Aunque la cinematografía en general, y especialmente la de algunas escenas muy concretas (como el eventual regreso de Berlusconi al negocio de la venta de viviendas o su discusión final con Verónica), mantienen la calidad técnica que ya conocemos en su director, lo cierto es que la factura de Silvio (y los otros) resulta mediocre en numerosos aspectos. Sorrentino explota casi hasta el paroxismo su habitual recurso a las escenas de fiestas, que le permiten registrar planos multitudinarios con el abigarramiento carnavalesco que tanto le gusta. Pero, a diferencia de lo que ocurría con La gran belleza, donde este recurso aparecía de forma contenida y como sugerente contraste con la majestuosidad clásica del paisaje urbano de Roma y con la música operística que lo acompañaba, las escenas de fiesta en este caso acaban saturando al espectador y recaen con frecuencia en una estética banal y videoclipera que permea los momentos más bajos de la película (concentrados fundamentalmente en su prescindible primera parte). Silvio (y los otros) presenta además otro defecto que suele ser muy habitual entre los cineastas con personalidad creativa que han llegado a lo más alto en los circuitos cinematográficos comerciales (como es el caso de Sorrentino): un exceso de presupuesto. No solo porque una parte importante del metraje (cerca de una hora, probablemente) resulte manifiestamente prescindible, sino sobre todo por la inútil ostentación de recursos técnicos que acaban resultando más bien una carga visual: demasiados animales modelados en 3D, demasiadas escenas a cámara lenta, demasiados arreglos con ordenador y demasiada postproducción aproximan la estética de Sorrentino a la del blockbuster norteamericano al uso. Con todo, el espectador seguramente se quedará con la sensación de que se podría haber hecho mucho más con mucho menos.

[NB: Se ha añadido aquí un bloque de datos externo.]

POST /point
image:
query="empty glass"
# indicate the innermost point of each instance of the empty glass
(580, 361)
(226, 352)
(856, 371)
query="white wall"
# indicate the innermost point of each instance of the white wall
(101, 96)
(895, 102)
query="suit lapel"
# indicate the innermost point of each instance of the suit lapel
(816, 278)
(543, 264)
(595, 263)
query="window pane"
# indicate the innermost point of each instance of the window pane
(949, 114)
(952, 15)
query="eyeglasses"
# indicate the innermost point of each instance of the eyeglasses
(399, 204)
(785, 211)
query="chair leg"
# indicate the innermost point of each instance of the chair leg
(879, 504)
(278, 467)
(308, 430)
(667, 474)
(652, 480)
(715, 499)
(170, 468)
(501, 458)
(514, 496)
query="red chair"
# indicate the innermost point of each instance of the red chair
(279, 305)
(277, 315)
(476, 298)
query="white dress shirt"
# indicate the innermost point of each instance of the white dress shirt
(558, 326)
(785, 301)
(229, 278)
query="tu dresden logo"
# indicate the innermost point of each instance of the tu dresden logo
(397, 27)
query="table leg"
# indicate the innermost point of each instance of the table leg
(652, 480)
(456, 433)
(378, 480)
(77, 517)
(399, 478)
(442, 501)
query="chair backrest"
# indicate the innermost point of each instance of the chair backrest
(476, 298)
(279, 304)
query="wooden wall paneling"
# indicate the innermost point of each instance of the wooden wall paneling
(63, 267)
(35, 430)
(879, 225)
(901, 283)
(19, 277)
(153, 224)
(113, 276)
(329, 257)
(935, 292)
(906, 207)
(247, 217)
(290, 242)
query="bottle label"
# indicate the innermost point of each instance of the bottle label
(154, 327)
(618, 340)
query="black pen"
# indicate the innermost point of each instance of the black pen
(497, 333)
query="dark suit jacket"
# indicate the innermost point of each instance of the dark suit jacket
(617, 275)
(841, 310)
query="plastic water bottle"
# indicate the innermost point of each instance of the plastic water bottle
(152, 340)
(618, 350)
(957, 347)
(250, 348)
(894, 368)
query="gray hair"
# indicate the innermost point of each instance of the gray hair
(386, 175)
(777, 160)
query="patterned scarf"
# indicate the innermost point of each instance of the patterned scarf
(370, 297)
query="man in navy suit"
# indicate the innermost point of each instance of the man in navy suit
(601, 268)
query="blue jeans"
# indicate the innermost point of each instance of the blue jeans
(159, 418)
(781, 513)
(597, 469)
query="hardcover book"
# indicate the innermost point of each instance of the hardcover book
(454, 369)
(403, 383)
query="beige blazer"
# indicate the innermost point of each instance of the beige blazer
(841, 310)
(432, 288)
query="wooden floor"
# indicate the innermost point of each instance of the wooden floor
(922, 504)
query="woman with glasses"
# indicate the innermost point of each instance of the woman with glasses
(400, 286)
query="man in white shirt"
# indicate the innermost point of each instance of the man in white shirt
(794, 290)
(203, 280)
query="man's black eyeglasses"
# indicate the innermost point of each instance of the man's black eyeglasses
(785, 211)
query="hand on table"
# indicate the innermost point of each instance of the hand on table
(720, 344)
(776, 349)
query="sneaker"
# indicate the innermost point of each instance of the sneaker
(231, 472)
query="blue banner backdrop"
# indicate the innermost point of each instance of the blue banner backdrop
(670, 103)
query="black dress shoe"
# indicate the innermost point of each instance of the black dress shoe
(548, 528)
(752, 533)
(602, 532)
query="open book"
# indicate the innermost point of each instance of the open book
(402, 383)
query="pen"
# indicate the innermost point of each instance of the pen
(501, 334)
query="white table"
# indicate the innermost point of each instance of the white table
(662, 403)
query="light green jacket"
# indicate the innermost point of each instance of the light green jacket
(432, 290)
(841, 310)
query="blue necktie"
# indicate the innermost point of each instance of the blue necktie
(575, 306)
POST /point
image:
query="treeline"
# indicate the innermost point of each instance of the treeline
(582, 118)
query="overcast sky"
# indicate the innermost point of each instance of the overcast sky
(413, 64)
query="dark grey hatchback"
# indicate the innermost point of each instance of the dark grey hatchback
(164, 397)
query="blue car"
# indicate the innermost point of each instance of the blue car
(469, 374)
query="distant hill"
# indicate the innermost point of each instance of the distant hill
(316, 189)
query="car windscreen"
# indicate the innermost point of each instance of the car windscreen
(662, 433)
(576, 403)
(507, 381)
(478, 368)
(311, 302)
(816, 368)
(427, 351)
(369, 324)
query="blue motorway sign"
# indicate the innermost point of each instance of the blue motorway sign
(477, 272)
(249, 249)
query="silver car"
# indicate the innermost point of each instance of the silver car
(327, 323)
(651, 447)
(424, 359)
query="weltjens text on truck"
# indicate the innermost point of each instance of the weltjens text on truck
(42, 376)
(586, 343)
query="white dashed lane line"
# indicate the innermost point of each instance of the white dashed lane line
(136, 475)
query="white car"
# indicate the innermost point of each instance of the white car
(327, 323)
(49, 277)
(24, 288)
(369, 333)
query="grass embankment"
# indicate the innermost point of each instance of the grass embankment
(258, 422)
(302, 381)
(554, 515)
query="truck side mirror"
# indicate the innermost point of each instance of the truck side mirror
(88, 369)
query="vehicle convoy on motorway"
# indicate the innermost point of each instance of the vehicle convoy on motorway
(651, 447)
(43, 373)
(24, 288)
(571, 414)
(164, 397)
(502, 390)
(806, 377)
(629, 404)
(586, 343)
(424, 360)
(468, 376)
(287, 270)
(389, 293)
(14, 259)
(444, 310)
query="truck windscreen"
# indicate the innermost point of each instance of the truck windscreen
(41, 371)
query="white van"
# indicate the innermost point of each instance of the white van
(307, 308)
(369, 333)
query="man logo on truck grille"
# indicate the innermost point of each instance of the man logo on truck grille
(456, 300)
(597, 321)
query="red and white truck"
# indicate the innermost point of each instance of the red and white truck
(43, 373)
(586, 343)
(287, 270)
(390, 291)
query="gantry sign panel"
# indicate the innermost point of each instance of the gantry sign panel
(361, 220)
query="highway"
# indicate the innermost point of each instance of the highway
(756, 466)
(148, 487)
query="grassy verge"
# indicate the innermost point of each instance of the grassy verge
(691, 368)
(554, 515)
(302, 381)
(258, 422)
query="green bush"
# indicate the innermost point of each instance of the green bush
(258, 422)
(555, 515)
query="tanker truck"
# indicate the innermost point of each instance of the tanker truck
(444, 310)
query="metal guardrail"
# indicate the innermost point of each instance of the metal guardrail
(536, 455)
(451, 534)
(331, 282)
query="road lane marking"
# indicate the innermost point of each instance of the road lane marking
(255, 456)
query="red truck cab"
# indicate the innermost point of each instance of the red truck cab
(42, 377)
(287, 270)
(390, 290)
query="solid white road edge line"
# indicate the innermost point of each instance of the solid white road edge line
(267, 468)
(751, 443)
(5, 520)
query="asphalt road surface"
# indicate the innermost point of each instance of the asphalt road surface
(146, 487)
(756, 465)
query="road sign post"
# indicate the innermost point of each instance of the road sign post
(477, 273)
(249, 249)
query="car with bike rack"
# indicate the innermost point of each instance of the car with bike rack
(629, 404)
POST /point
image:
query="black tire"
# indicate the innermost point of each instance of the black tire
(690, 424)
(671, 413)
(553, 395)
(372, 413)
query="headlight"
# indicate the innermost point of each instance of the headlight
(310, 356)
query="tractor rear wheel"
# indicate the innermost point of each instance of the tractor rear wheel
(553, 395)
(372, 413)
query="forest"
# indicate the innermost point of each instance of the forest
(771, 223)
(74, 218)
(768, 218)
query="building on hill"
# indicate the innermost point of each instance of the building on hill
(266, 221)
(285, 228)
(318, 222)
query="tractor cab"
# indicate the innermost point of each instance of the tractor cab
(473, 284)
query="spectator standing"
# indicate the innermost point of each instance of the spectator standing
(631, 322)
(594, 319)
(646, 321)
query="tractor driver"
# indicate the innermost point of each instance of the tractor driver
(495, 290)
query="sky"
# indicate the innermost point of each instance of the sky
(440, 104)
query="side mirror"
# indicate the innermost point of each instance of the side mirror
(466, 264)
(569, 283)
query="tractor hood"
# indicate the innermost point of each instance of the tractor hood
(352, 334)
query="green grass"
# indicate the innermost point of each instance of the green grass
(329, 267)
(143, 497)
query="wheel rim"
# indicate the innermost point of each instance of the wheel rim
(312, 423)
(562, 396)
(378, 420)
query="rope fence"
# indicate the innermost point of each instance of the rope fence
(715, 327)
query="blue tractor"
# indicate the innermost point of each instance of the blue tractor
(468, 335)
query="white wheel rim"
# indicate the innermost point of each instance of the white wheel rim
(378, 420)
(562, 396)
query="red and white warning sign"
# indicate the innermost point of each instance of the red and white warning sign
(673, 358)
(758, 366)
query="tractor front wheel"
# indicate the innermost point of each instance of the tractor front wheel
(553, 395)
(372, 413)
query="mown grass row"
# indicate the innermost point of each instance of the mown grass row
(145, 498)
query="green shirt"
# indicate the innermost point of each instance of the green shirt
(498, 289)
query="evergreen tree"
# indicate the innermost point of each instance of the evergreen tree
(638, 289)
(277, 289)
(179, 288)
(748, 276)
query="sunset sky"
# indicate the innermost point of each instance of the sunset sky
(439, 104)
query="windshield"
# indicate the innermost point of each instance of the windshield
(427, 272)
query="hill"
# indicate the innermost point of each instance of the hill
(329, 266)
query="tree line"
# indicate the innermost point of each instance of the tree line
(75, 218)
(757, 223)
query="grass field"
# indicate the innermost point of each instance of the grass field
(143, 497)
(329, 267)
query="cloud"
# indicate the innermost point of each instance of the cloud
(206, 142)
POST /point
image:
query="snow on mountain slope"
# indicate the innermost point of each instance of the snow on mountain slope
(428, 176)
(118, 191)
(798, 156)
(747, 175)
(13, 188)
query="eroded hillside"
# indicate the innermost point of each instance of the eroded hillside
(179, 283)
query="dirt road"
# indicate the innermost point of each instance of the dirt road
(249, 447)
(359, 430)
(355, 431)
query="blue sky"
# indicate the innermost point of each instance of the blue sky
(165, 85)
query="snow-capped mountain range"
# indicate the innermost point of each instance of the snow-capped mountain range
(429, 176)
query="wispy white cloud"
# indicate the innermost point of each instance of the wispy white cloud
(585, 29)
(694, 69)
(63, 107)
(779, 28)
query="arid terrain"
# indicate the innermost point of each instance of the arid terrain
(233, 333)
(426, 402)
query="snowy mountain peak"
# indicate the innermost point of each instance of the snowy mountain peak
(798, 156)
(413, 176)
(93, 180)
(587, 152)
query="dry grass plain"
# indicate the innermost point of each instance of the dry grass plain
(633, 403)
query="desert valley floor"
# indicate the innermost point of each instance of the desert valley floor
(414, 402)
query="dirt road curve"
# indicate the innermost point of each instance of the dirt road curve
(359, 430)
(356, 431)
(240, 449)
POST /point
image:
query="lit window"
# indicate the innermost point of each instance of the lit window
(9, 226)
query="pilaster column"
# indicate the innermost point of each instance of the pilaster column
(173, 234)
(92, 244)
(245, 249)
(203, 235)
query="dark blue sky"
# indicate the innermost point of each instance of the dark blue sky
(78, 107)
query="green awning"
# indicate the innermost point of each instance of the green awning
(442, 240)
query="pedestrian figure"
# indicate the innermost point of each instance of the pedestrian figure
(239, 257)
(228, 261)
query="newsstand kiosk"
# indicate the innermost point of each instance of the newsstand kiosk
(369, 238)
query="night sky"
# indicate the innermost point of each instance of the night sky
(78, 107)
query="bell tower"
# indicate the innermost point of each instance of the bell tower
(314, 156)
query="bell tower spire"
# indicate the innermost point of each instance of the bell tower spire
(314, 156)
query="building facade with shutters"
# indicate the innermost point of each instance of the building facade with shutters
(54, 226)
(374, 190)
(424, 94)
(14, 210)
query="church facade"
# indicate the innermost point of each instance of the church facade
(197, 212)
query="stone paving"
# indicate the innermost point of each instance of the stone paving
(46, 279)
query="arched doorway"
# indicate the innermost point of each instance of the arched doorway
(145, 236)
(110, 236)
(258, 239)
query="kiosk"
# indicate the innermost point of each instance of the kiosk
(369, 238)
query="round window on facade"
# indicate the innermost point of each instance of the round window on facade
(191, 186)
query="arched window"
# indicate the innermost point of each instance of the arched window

Mención aparte merece la última escena, que es sin duda la mejor de la cinta y que se desarrolla en el marco de los desastres ocurridos en la localidad de L´Aquila por el terremoto de 2009. Una estatua de Cristo, que había quedado entre los escombros de una iglesia derruida por el terremoto, es rescatada cuidadosamente por una grúa ante la expectación de los vecinos y de unas monjas. Con esta bella escena Sorrentino hace un guiño a su trabajo en El joven papa al tiempo que lanza una mirada final a la tradición católica como posible vía de escape a la hoguera de las vanidades y a la corrupción total que ha retratado en los minutos previos. Implícitamente, este final apunta también a otros posibles principios. ¿Cuál será el camino que tome el cine de Sorrentino a partir de ahora? Las posibilidades son sobre todo dos: o bien repetir hasta la saciedad el esquema de La gran belleza, o bien cambiar radicalmente de tercio. Silvio (y los otros) se inclina claramente por la primera opción, aunque trate de buscar para el tema de Sorrentino por excelencia, el de la vaciedad del poder y de la riqueza, una coloración más moral o política (que en el caso de La gran belleza era más existencial o estética). Acaso, pensamos nosotros, la opción más certera, pero también la más arriesgada, sea la segunda.